Nous buvons un punch et mangeons une excellente cachupa au « Vulcao di Fogo ». Spectacle et animation musicale permanente. Les endroits pour faire la fête ne manquent pas. La musique est partout, d’origine africaine, brésilienne et européenne : funaná, coladeira, morna (rendue célèbre dans le monde entier grâce à Cesária Évora). L’archipel est une conjugaison de trois cultures dont il a su tirer parti.

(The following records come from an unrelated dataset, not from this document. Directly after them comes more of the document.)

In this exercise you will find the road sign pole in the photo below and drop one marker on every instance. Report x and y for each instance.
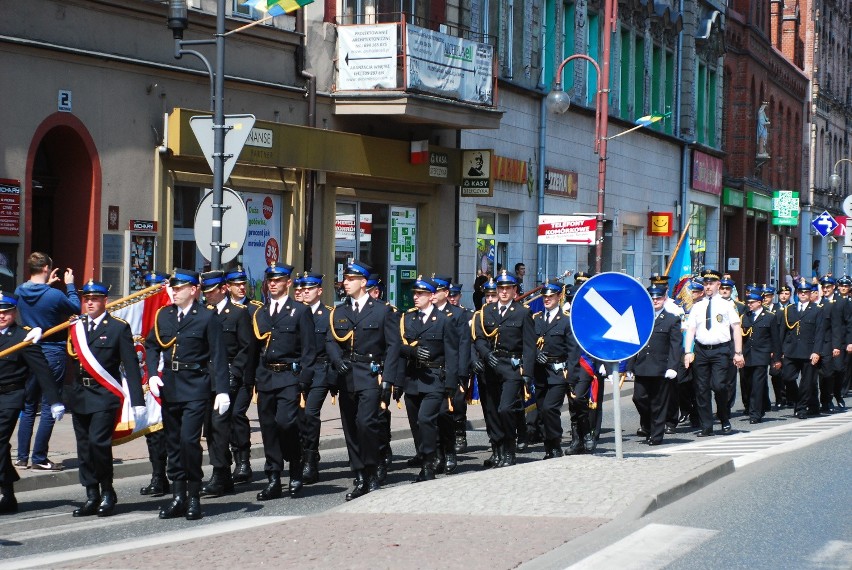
(616, 411)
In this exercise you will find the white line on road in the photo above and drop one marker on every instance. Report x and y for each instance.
(835, 554)
(203, 531)
(651, 547)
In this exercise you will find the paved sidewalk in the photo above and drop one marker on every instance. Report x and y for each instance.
(489, 520)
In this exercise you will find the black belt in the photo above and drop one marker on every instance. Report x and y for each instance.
(355, 357)
(185, 366)
(6, 388)
(506, 354)
(711, 346)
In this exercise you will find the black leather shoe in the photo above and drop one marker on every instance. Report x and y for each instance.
(177, 508)
(272, 489)
(158, 486)
(90, 507)
(108, 501)
(360, 487)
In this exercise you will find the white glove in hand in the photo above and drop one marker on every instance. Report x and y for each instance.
(154, 384)
(139, 413)
(57, 411)
(222, 403)
(34, 335)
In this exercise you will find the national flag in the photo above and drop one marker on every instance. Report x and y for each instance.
(140, 316)
(419, 152)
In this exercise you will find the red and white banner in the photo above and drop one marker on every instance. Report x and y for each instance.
(570, 230)
(140, 316)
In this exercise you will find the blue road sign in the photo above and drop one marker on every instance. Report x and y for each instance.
(612, 316)
(824, 224)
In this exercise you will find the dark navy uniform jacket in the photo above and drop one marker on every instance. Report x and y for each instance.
(761, 339)
(111, 344)
(195, 347)
(286, 339)
(16, 368)
(375, 339)
(440, 334)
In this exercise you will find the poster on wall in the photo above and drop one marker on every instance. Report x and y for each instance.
(263, 241)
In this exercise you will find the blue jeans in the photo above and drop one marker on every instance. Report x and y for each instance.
(56, 358)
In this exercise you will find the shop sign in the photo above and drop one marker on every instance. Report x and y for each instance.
(706, 173)
(143, 225)
(509, 169)
(563, 183)
(10, 207)
(403, 236)
(785, 208)
(561, 230)
(476, 173)
(660, 224)
(438, 164)
(344, 227)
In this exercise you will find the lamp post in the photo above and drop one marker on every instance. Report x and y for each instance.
(178, 22)
(558, 101)
(834, 179)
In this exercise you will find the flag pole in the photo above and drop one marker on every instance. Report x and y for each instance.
(117, 304)
(677, 247)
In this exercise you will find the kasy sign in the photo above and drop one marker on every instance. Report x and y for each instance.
(561, 230)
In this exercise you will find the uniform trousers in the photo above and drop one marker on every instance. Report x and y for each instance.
(94, 445)
(711, 378)
(359, 414)
(310, 417)
(278, 413)
(183, 422)
(549, 399)
(240, 436)
(505, 392)
(8, 419)
(799, 376)
(217, 427)
(423, 410)
(651, 395)
(754, 385)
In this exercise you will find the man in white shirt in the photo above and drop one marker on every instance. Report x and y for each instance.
(713, 325)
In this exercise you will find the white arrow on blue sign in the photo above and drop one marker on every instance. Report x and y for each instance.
(612, 316)
(824, 224)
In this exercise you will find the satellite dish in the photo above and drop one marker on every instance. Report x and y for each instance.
(234, 225)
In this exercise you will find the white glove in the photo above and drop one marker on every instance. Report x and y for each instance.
(222, 403)
(34, 335)
(57, 410)
(154, 384)
(140, 413)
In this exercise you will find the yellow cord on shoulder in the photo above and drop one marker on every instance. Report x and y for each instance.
(157, 331)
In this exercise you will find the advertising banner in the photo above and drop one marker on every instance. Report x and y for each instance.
(448, 66)
(562, 230)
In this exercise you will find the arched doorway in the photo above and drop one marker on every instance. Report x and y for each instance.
(63, 196)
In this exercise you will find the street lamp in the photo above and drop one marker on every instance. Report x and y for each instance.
(834, 179)
(558, 102)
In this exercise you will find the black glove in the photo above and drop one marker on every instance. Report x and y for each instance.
(387, 388)
(492, 360)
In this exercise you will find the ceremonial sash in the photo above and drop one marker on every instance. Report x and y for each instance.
(90, 363)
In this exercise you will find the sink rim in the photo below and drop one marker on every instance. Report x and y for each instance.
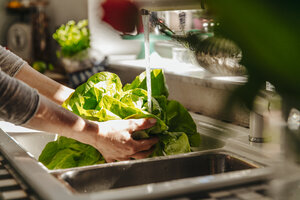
(223, 150)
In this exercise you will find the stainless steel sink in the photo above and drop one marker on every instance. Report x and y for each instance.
(217, 162)
(154, 171)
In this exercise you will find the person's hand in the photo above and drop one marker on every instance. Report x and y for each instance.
(114, 139)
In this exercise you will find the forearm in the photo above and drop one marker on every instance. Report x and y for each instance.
(52, 118)
(46, 86)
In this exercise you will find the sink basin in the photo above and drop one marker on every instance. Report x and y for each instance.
(217, 162)
(125, 174)
(40, 139)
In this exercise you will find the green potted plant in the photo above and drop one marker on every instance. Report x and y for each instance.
(74, 41)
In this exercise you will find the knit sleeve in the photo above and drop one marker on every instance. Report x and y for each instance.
(18, 101)
(9, 62)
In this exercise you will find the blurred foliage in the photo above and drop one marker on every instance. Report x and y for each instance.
(72, 38)
(268, 34)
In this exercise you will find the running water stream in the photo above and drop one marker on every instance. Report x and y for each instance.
(145, 19)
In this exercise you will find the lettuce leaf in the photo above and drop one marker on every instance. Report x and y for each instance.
(102, 98)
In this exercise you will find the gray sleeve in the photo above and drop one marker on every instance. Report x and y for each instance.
(9, 62)
(18, 101)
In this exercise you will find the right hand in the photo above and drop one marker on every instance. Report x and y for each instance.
(115, 143)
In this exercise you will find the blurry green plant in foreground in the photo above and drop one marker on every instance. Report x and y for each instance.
(268, 34)
(72, 38)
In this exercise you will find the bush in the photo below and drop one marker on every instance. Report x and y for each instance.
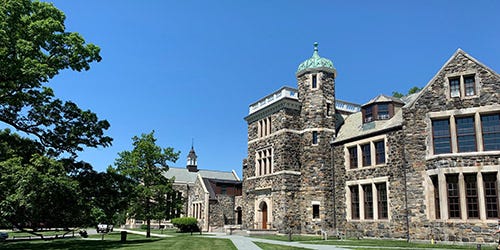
(186, 224)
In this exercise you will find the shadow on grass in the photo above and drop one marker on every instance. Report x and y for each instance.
(74, 244)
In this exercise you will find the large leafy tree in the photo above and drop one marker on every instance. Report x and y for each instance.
(145, 165)
(34, 47)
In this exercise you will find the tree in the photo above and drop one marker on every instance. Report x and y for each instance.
(34, 47)
(105, 195)
(145, 165)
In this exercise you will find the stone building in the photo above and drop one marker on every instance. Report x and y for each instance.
(425, 166)
(213, 197)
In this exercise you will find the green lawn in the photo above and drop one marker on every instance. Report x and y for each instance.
(112, 241)
(267, 246)
(371, 244)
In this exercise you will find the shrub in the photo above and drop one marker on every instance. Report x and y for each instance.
(186, 224)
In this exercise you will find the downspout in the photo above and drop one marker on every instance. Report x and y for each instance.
(333, 188)
(406, 192)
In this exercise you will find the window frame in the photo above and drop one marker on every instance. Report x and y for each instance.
(434, 136)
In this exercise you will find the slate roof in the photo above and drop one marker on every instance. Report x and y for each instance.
(182, 175)
(353, 126)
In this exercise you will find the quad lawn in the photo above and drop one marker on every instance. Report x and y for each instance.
(112, 241)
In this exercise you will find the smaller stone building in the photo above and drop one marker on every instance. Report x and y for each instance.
(210, 196)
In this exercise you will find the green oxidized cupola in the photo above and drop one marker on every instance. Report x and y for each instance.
(315, 63)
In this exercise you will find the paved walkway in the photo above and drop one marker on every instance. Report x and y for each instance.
(247, 243)
(144, 233)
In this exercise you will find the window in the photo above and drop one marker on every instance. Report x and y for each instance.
(437, 205)
(471, 196)
(382, 201)
(354, 202)
(368, 202)
(316, 211)
(264, 127)
(366, 154)
(379, 152)
(383, 111)
(491, 132)
(453, 196)
(263, 162)
(455, 87)
(441, 136)
(223, 189)
(470, 87)
(491, 196)
(466, 135)
(353, 157)
(368, 114)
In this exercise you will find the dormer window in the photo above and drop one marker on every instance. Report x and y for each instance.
(377, 111)
(383, 111)
(368, 114)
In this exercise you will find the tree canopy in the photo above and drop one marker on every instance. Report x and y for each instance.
(145, 165)
(34, 47)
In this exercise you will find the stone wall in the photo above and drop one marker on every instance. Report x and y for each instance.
(221, 212)
(417, 131)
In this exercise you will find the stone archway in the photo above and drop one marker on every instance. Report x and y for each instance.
(238, 216)
(264, 215)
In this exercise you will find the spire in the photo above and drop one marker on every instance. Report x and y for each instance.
(192, 163)
(315, 62)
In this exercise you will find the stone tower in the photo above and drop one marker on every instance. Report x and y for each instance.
(287, 177)
(316, 84)
(192, 163)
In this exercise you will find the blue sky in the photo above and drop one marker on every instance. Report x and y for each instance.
(190, 69)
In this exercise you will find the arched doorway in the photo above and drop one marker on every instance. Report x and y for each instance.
(238, 216)
(263, 209)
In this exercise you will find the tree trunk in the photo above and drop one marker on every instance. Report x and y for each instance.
(148, 230)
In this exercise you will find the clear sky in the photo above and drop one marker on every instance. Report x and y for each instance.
(190, 69)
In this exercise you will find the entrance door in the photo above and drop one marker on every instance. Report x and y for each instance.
(264, 215)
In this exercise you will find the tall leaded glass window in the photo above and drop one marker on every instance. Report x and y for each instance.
(471, 196)
(455, 87)
(466, 134)
(437, 206)
(383, 212)
(441, 136)
(380, 152)
(353, 157)
(453, 196)
(491, 195)
(368, 202)
(491, 131)
(383, 111)
(354, 202)
(470, 87)
(366, 154)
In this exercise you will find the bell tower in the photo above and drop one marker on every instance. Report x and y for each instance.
(192, 163)
(316, 86)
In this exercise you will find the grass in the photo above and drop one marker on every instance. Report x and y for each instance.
(371, 244)
(112, 241)
(295, 237)
(268, 246)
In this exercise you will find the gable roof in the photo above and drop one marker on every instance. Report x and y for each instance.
(458, 52)
(182, 175)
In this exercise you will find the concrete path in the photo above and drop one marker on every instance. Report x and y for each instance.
(247, 243)
(144, 233)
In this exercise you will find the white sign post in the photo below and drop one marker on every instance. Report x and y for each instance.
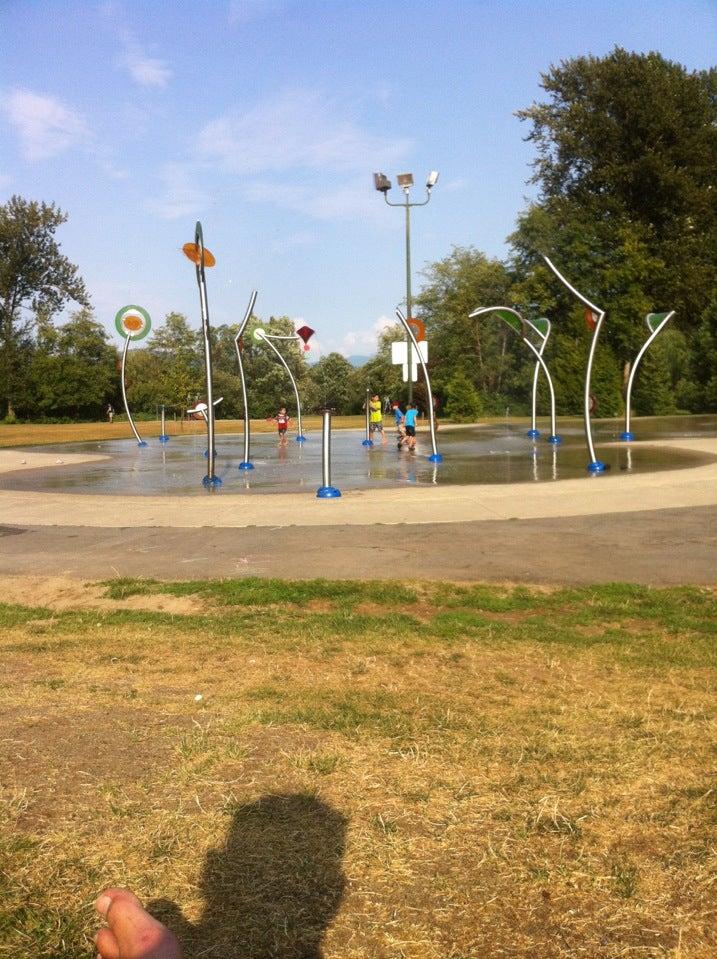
(399, 357)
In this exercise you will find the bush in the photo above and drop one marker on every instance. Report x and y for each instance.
(463, 404)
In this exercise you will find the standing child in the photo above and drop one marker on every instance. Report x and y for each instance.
(400, 430)
(375, 418)
(282, 422)
(410, 421)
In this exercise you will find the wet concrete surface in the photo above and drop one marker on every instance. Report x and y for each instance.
(655, 547)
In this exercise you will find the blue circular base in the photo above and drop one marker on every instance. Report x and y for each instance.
(327, 492)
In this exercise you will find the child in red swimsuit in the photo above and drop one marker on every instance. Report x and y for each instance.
(282, 421)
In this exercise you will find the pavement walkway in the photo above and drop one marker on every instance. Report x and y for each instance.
(656, 528)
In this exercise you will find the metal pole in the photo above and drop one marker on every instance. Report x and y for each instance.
(368, 441)
(140, 441)
(595, 465)
(408, 297)
(626, 435)
(326, 490)
(211, 479)
(300, 438)
(163, 437)
(246, 463)
(435, 456)
(553, 438)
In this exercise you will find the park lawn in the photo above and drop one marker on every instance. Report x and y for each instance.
(41, 434)
(373, 770)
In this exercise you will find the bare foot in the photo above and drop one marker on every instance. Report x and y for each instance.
(131, 933)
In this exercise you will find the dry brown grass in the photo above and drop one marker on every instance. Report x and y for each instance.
(362, 782)
(35, 434)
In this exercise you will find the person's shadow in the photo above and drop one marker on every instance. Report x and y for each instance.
(274, 886)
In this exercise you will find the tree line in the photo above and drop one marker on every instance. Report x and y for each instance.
(625, 161)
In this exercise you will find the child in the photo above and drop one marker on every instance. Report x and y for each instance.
(282, 419)
(398, 415)
(375, 419)
(410, 421)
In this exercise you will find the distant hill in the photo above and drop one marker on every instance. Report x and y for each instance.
(358, 360)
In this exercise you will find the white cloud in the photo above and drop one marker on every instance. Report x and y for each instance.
(364, 342)
(180, 196)
(45, 125)
(145, 71)
(245, 11)
(298, 129)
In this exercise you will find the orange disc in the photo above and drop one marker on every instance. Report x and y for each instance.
(191, 251)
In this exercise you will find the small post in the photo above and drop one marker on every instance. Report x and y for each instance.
(326, 490)
(368, 441)
(163, 438)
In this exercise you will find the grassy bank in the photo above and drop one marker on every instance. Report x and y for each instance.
(384, 770)
(35, 434)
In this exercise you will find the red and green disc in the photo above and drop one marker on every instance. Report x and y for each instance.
(133, 321)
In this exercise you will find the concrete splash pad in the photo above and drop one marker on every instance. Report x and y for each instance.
(413, 502)
(473, 456)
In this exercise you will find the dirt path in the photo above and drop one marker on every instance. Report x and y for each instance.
(656, 547)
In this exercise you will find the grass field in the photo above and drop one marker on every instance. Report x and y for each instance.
(372, 770)
(35, 434)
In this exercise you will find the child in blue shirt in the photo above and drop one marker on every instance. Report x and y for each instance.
(398, 416)
(410, 422)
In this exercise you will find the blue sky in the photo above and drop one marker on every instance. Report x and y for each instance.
(266, 118)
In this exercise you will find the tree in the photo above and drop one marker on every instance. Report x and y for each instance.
(626, 153)
(176, 350)
(331, 380)
(463, 403)
(34, 278)
(72, 372)
(484, 350)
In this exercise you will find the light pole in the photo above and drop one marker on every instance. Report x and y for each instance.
(405, 180)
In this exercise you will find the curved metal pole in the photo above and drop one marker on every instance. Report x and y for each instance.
(326, 490)
(263, 336)
(246, 463)
(140, 441)
(534, 432)
(540, 362)
(595, 465)
(435, 457)
(627, 435)
(211, 479)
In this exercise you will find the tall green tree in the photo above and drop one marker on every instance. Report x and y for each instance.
(484, 350)
(72, 372)
(176, 350)
(35, 277)
(331, 381)
(626, 153)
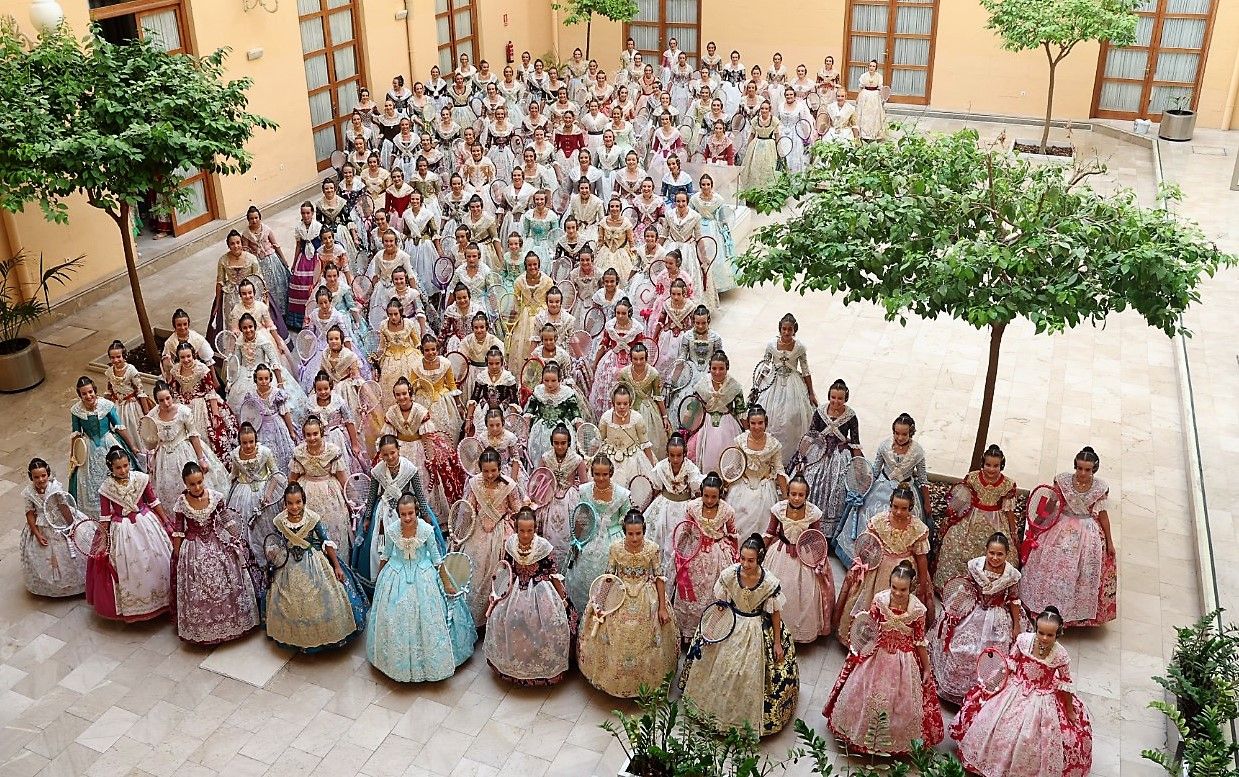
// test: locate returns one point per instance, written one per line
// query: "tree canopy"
(932, 224)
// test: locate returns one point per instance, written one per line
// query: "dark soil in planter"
(14, 346)
(1051, 150)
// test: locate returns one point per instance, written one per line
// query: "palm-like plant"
(17, 312)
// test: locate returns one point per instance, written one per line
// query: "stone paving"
(83, 695)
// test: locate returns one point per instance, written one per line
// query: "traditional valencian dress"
(810, 595)
(307, 609)
(530, 632)
(1022, 730)
(880, 702)
(55, 569)
(737, 679)
(862, 583)
(964, 534)
(630, 648)
(408, 636)
(216, 597)
(958, 642)
(695, 579)
(130, 583)
(1067, 564)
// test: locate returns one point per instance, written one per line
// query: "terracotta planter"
(21, 364)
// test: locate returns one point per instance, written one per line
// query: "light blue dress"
(595, 557)
(407, 635)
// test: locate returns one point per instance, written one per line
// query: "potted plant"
(1178, 123)
(21, 367)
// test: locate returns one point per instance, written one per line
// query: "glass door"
(1162, 68)
(900, 35)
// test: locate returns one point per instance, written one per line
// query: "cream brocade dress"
(630, 648)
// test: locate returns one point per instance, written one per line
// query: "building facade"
(307, 60)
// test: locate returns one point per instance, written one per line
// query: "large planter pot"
(21, 366)
(1177, 125)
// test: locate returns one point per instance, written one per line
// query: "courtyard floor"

Nous quittons Santa Maria en taxi à 23h pour l’aéroport Amílcar Cabral.
Mauvaise surprise : l’avion qui devait décoller vers minuit-et-demi est retardé.
Nous allons patienter à l’aéroport en compagnie d’un routard rencontré tout à l’heure au Vulcao di Fogo. On discute, on patiente au bar devant une bière en avalant un maigre sandwich, à côté d’une boutique d’artisanat avec des vendeurs fantômes…

Mardi 18 mars 2003

…On patiente dans un aéroport désert.
On décolle enfin à 3h.

A 8h (heure portugaise), nous atterrissons à Lisbonne. Suite au retard du premier vol, la correspondance pour Paris est bien entendu ratée.
Il nous faut à nouveau poireauter toute la matinée dans l’aéroport.
De13h15 à 16h30 (heure française), vol jusqu’à Paris.
Mon frère Pierre nous attend à Orly. Nous passons la soirée et la nuit chez Pierre et Sylvie, dans leur maison de Le Perreux-sur-Marne.